Finding driver bugs with DR. CHECKER
Finding driver bugs with DR. CHECKER
Posted Sep 14, 2017 12:11 UTC (Thu) by anselm (subscriber, #2796)In reply to: Finding driver bugs with DR. CHECKER by Wol
Parent article: Finding driver bugs with DR. CHECKER
Don't forget, native English speakers rarely realise that English is one of the HARDEST languages to learn as a second language.
I'm not convinced. Try German, Russian, or Arabic.
English will have four or five words, all subtly different! where other languages have just one. English has *three* present tenses whereas other languages have one.
So what? English doesn't really have grammatical gender or inflection – for verbs, tacking on an “s” to get third-person singular verb forms is about as difficult as it gets (you very sensibly got rid of “thou hast” and “he hath” in common usage a good while ago), while nouns have only one singular and one plural form and no declensions because all the cases are formed using prepositions. Irregular verbs and nouns are fairly rare. English also doesn't have tones like Chinese or the more outlandish phonemes of some African languages, and it uses a reasonably straightforward writing system (26 easily distinguished letters, rather than, say, thousands of little pictures).
The main practical problems with English are its comparatively large vocabulary (as you said), the fact that the correspondence between written words and their pronuncation is sometimes very loose, and the challenge of getting one's prepositions straight in many idiomatic expressions.
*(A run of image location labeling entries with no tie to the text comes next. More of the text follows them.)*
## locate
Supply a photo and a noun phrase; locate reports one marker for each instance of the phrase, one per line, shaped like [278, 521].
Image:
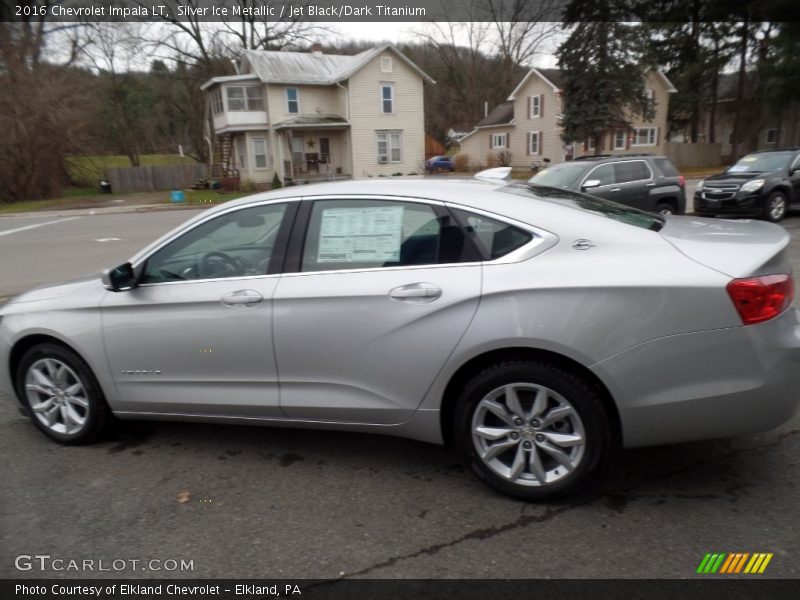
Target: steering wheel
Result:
[218, 264]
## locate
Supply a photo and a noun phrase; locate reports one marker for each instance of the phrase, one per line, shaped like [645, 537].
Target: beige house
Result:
[311, 116]
[526, 130]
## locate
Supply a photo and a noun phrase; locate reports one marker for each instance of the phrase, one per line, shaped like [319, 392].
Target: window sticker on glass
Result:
[361, 234]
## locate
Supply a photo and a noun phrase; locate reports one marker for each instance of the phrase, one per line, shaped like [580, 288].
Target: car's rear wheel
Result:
[532, 430]
[776, 206]
[63, 397]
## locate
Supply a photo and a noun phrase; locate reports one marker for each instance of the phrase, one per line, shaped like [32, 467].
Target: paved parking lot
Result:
[274, 503]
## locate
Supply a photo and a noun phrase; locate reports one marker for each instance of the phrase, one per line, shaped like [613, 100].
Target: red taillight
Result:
[759, 299]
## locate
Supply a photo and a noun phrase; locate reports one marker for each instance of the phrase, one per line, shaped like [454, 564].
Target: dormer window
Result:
[292, 101]
[387, 99]
[248, 97]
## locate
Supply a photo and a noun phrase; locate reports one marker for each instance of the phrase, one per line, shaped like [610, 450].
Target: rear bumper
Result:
[741, 205]
[709, 384]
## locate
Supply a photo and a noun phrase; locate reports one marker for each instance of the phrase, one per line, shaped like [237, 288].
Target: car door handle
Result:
[418, 293]
[242, 298]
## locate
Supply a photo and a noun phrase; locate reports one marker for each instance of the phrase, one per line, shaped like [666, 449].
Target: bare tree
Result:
[44, 108]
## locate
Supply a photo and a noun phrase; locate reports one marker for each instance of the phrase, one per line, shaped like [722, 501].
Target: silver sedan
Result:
[534, 329]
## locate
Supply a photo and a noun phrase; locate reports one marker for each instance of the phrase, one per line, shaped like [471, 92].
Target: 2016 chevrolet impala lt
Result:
[534, 328]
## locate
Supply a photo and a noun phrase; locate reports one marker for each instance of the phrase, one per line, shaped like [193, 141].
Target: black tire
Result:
[95, 415]
[583, 398]
[776, 207]
[665, 208]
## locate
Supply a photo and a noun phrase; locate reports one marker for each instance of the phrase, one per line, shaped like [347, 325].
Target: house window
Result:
[535, 106]
[390, 145]
[619, 139]
[260, 153]
[772, 136]
[644, 136]
[241, 152]
[534, 142]
[245, 97]
[216, 102]
[499, 140]
[387, 99]
[292, 101]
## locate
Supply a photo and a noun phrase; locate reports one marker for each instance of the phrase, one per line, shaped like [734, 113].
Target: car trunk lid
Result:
[735, 248]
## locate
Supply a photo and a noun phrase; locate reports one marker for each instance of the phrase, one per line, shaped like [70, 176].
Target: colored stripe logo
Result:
[735, 562]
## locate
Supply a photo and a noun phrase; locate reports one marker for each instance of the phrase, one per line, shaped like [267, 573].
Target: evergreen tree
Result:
[602, 72]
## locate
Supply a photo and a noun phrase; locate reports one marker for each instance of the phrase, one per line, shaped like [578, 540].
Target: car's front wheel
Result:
[532, 430]
[62, 395]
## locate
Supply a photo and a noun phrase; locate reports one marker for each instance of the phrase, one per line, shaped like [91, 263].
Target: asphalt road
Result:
[274, 503]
Usually, not being able to handle these perfectly may out you as a foreigner but not render you unintelligible, while with most English native speakers trying to speak German, you won't need to listen for subtle grammatical oddities to suss them out because when they confuse der, die, and das, which they inevitably will unless they are really very good, it will hit you right in the face.
The main reason (apart from network effects) why so many people speak English as a second language these days is that, compared to most other contenders, it is actually fairly simple to learn unless you want to be Shakespeare or Joyce. If you want a language that is really simple to learn as a second language, check out Esperanto.